Not since Deep Space Nine in 1999 and Voyager in 2001 has a Star Trek series had the freedom to wrap up its run with the Federation in any state it wants to. With franchise flagship Next Generation at an end, and Voyager restricted to the Delta Quadrant only, Deep Space Nine used its last seasons to throw the Federation into all-out war, making sweeping changes to the established ficto-political norms of ’90s Trek. Voyager used its finale to do what Captain Picard never could: defang the Borg (mostly).

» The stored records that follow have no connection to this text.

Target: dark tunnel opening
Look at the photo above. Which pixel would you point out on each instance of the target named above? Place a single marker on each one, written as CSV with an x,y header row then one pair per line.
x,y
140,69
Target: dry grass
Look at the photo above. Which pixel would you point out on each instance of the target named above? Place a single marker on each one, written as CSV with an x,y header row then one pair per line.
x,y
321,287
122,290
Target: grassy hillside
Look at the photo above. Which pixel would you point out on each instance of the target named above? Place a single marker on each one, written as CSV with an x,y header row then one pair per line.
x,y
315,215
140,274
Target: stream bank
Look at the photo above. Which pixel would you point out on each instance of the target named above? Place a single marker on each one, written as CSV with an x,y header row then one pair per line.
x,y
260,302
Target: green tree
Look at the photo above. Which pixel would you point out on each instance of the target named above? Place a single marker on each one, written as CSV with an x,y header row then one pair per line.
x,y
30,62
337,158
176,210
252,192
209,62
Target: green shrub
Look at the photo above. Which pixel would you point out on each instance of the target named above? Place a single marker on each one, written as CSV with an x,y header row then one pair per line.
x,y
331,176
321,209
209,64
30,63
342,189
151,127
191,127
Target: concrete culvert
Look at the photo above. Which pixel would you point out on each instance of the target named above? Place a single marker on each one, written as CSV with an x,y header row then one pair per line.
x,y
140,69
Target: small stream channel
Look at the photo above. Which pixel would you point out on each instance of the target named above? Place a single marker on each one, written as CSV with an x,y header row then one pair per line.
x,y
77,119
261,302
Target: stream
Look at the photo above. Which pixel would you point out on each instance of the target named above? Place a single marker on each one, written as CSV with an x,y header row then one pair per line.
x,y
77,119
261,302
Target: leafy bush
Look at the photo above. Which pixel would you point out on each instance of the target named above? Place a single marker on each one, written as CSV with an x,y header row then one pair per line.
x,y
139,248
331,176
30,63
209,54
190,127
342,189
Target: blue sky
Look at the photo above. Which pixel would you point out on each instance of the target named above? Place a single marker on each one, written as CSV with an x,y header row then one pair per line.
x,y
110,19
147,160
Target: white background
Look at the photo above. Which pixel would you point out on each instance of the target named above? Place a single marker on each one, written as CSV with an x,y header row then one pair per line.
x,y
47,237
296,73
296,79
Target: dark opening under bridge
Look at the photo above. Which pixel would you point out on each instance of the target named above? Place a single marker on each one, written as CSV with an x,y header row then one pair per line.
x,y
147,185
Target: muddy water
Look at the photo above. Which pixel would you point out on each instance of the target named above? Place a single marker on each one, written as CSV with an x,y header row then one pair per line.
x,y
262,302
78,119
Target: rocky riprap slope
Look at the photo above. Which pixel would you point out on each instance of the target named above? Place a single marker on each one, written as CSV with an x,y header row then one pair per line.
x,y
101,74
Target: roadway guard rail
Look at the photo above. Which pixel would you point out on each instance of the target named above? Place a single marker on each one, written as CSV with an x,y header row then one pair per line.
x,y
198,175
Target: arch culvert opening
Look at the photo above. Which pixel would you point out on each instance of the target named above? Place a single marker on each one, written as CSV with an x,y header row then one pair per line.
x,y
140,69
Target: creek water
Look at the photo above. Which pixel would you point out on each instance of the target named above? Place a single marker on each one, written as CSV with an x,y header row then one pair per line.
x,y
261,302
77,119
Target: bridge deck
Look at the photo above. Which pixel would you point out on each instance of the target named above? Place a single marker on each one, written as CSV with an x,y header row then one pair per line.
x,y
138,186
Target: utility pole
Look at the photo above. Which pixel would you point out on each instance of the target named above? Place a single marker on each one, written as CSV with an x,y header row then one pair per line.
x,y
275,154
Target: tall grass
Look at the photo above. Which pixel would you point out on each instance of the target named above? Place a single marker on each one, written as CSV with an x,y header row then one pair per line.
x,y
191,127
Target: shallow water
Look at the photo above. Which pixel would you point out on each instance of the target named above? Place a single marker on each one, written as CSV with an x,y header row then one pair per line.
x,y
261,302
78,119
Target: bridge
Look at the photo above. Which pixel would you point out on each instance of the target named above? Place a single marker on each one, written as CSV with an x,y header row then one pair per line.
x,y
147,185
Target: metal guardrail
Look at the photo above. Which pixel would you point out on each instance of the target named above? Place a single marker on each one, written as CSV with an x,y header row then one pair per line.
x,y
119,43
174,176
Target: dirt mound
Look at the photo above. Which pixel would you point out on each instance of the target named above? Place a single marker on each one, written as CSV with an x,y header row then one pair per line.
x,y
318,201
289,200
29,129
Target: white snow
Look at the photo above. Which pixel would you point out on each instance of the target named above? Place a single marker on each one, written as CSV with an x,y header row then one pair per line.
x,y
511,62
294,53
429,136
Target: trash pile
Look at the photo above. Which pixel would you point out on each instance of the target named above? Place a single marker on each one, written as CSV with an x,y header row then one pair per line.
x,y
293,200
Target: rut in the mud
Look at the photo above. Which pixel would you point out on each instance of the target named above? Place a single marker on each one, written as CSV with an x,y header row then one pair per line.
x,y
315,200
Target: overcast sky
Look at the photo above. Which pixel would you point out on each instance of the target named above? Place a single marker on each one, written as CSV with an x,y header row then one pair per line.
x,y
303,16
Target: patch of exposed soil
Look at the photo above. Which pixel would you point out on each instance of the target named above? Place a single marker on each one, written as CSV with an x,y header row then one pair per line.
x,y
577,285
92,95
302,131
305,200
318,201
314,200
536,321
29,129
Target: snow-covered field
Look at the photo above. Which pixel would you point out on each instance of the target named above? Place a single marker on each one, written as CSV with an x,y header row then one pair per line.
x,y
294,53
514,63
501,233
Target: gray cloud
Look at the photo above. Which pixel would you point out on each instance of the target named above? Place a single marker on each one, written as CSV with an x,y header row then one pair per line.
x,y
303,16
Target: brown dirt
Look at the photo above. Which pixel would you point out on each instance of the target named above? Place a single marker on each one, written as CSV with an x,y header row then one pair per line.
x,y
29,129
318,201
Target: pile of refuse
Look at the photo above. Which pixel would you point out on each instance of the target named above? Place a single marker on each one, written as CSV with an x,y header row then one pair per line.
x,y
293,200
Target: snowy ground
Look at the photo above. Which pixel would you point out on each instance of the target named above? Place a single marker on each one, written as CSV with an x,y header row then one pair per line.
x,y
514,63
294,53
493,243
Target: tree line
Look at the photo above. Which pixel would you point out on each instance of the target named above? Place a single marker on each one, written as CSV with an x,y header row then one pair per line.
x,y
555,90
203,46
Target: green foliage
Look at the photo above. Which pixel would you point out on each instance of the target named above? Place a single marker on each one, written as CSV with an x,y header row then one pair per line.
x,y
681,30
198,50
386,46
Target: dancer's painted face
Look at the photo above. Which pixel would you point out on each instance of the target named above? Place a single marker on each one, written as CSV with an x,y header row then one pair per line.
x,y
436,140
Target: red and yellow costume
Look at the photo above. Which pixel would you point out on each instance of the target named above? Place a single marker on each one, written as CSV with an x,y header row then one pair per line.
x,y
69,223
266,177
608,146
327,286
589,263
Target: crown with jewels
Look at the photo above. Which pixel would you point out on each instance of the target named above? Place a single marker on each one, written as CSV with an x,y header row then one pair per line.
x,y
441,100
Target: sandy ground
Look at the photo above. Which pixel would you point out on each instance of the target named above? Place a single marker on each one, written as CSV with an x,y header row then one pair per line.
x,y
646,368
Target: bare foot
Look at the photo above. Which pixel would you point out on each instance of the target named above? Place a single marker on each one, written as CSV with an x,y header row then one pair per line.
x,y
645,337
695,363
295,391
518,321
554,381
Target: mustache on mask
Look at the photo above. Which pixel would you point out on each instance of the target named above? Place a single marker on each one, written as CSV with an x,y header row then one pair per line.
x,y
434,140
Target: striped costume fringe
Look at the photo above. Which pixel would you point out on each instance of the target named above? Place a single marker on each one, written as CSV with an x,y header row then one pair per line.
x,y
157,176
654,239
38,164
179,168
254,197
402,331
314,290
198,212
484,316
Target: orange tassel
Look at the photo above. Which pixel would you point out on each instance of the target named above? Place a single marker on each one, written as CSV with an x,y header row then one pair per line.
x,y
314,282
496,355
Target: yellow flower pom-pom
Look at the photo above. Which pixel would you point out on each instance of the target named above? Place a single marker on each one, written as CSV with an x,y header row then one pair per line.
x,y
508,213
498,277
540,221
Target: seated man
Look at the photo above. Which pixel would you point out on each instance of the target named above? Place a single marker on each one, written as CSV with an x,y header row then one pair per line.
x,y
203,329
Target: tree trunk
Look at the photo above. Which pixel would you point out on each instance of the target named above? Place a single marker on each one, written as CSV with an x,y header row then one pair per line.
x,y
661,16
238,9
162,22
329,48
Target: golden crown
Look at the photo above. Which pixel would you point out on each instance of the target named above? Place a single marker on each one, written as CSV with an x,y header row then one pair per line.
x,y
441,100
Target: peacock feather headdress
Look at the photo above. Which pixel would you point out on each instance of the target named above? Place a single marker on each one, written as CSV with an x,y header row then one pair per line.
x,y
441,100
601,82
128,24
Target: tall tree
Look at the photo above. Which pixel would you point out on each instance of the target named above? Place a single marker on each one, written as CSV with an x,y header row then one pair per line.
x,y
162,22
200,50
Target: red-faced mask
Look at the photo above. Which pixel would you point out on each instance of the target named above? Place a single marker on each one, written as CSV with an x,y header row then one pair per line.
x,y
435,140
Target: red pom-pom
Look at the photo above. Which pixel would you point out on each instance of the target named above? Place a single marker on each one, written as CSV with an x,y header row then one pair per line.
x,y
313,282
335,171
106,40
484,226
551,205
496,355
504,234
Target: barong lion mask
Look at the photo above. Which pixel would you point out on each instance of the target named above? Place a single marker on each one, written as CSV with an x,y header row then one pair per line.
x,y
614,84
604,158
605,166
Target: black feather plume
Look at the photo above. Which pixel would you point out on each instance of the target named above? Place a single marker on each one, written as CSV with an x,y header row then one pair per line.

We don’t know exactly what Discovery will do with that freedom. Season 4 directors have talked about reaching “into the past to get further into the future,” and likened it to Indiana Jones. Official news releases have said the crew will “uncover a mystery that sends them on an epic adventure across the galaxy to find an ancient power whose very existence has been deliberately hidden for centuries.” But speculating on what that means would be beside the point.

Discovery, the show about an intergalactically teleporting starship, can finally, actually, go anywhere. It’s been almost a quarter of a century since a beloved Star Trek series was so free to boldly go. Let’s hope they’re very bold indeed.

Star Trek: Discovery season 5 premieres with two episodes on April 4 on Paramount Plus.